A leitura de imagens de satélite pode ser desafiadora, enquanto pontes e infraestrutura podem variar de país para país

De acordo com o Projeto Missing Maps, a cada ano cerca de 200 milhões de pessoas do mundo todo são afetados por desastres. Muitas das áreas afetadas ainda não foram mapeadas, o que significa que as equipes de resgate muitas vezes não têm todas as informações de que precisam para tomar as decisões necessáris.

A leitura de imagens de satélite pode ser desafiadora, enquanto pontes e infraestrutura podem variar de país para país.
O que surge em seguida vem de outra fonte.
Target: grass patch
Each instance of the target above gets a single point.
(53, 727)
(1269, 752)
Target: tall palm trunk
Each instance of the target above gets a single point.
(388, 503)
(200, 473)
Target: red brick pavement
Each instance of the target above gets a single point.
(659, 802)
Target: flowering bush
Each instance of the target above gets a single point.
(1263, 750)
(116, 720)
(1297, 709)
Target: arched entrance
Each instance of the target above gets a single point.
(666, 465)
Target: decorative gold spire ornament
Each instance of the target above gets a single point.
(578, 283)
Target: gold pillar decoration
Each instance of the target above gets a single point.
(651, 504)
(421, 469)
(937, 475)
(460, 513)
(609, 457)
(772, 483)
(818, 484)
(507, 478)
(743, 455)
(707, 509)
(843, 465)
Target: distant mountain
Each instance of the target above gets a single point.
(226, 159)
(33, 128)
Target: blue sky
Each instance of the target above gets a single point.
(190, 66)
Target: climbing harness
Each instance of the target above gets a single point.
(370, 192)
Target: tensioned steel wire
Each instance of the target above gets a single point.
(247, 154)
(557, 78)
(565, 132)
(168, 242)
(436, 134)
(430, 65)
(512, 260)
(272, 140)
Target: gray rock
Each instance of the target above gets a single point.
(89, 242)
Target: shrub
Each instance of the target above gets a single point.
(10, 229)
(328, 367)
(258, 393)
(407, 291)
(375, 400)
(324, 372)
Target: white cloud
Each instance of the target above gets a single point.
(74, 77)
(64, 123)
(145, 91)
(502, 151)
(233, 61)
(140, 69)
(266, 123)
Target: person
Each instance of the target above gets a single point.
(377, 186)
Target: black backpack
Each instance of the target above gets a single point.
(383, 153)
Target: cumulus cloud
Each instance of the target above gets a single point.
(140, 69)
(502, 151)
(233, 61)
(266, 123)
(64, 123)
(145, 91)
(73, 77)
O modelo por IA incrementa a habilidade do mapeador de cobrir uma área maior e enxergar pontos muitas vezes invisíveis aos olhos humanos. Por exemplo, o modelo encontrou 70 pontes na região sul de Ugan que ainda não estavam sinalizadas no OpenStreetMap nem no mapa oficial do Serviço de Estatísticas de Uganda.

O modelo de visão computacional é executado usando a segunda geração de processadores escaláveis Intel® Xeon™ com tecnologias DL Boost e nGraph. A Intel não possui todos os direitos do conjunto de dados, mas está explorando todas as possibilidades a fim de disponibilizá-lo em código aberto para pesquisadores e a comunidade geoespacial.

A empresa também irá organizar seminários sobre o uso das imagens por satélite e sobre o uso da IA em causas humanitárias, lançando mão de conjuntos de dados e base de código desenvolvidos para esse projeto.